Les photos de la Terre prises depuis l'espace lointain par les équipages du programme Apollo frapperont les esprits à l'époque. La plus célèbre de ces photos est La Bille bleue prise par les astronautes d'Apollo 17. D'autres photos, comme celles montrant un lever de Terre au-dessus d'un sol lunaire dépourvu de couleurs ou celles mettant en évidence la minceur de la couche atmosphérique ont fait prendre conscience du caractère unique et fragile de notre planète, le vaisseau Terre. Ces images ont sans doute contribué à l'expansion des mouvements écologiques au cours des décennies suivantes.

Premiers pas sur la Lune, un événement marquant et quelques voix discordantes (Apollo 11)

« Eagle a atterri » : édition du The Washington Post parue le lendemain des premiers pas des deux premiers hommes sur la Lune.

Le 20 juillet 1969, 600 millions de téléspectateurs, soit un cinquième de la population mondiale de l'époque, assistent en direct à la télévision aux premiers pas de Neil Armstrong et Buzz Aldrin. Si presque tout le monde s'accorde sur le fait qu'il s'agit d'un événement marquant, il y a toutefois des voix pour s'élever contre le gaspillage d'argent comme certains représentants de la communauté noire américaine, à l'époque en pleine ébullition. L'écrivain de science-fiction Ray Bradbury, qui participe à un débat à la télévision à Londres, durant lequel il se heurte aux critiques émanant, entre autres, de l'activiste politique irlandaise Bernadette Devlin, s'insurge « Au bout de 6 milliards d'années d'évolution, cette nuit, nous avons fait mentir la gravité.

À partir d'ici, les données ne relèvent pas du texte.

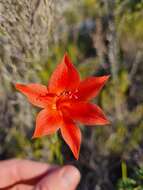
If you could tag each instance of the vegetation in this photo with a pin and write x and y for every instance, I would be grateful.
(102, 37)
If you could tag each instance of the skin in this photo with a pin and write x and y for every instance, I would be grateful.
(30, 175)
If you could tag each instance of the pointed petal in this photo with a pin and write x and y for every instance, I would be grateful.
(90, 87)
(84, 112)
(47, 122)
(72, 136)
(37, 94)
(65, 77)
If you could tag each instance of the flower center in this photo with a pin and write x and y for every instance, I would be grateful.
(69, 94)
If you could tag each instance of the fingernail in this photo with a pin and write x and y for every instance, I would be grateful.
(70, 176)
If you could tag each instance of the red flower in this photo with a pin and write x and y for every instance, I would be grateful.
(65, 101)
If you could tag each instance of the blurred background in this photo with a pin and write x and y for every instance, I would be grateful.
(101, 37)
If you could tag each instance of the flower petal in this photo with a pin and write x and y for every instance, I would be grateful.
(72, 136)
(86, 113)
(65, 77)
(37, 94)
(90, 87)
(47, 122)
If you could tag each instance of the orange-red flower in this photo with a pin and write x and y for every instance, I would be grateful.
(64, 102)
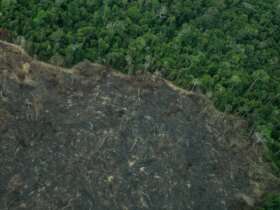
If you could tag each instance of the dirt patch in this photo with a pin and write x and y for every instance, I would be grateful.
(91, 138)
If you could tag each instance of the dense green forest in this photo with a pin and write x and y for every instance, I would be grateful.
(228, 49)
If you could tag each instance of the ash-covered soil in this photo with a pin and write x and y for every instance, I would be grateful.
(89, 138)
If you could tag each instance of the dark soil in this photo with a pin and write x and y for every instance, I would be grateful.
(89, 138)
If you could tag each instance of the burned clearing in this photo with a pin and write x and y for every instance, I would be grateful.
(90, 138)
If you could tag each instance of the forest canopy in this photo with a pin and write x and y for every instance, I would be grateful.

Nous avons atteint les étoiles... et vous refusez de fêter cet événement ? Allez au diable ! ».

Le mot de Neil Armstrong, « C'est un petit pas... », fut immédiatement repris et adapté tandis que l'expression « Si on a pu envoyer des hommes sur la Lune, alors on devrait pouvoir... » devint une phrase passe-partout. Mais l'intérêt pour le programme spatial faiblit rapidement. Le déroulement de la mission Apollo 12, pourtant filmé en couleurs contrairement à Apollo 11, fut beaucoup moins suivi. Les commentaires très techniques, hors de portée de l'Américain moyen, l'absence de péripéties banalisaient l'événement. Il fallut l'accident d'Apollo 13, qui replaçait l'homme au cœur de la mission, pour raviver l'intérêt du public.

Le programme Apollo au cinéma

Plusieurs films et de nombreux documentaires ont pris pour sujet le programme Apollo. On peut citer notamment Apollo 13, réalisé en 1995 par Ron Howard, qui reconstitue les péripéties du vol Apollo 13. The Dish, réalisé en 2000 par Rob Sitch, est une semi-fiction retraçant l'histoire de la construction d'une station de réception terrestre en Australie qui doit recevoir la première émission télévisuelle émise depuis la Lune par Apollo 11. In the Shadow of the Moon est un documentaire de 2008 constitué à partir de films d'actualités diffusés à l'époque, de documents internes de la NASA et d'interviews de plusieurs astronautes encore en vie.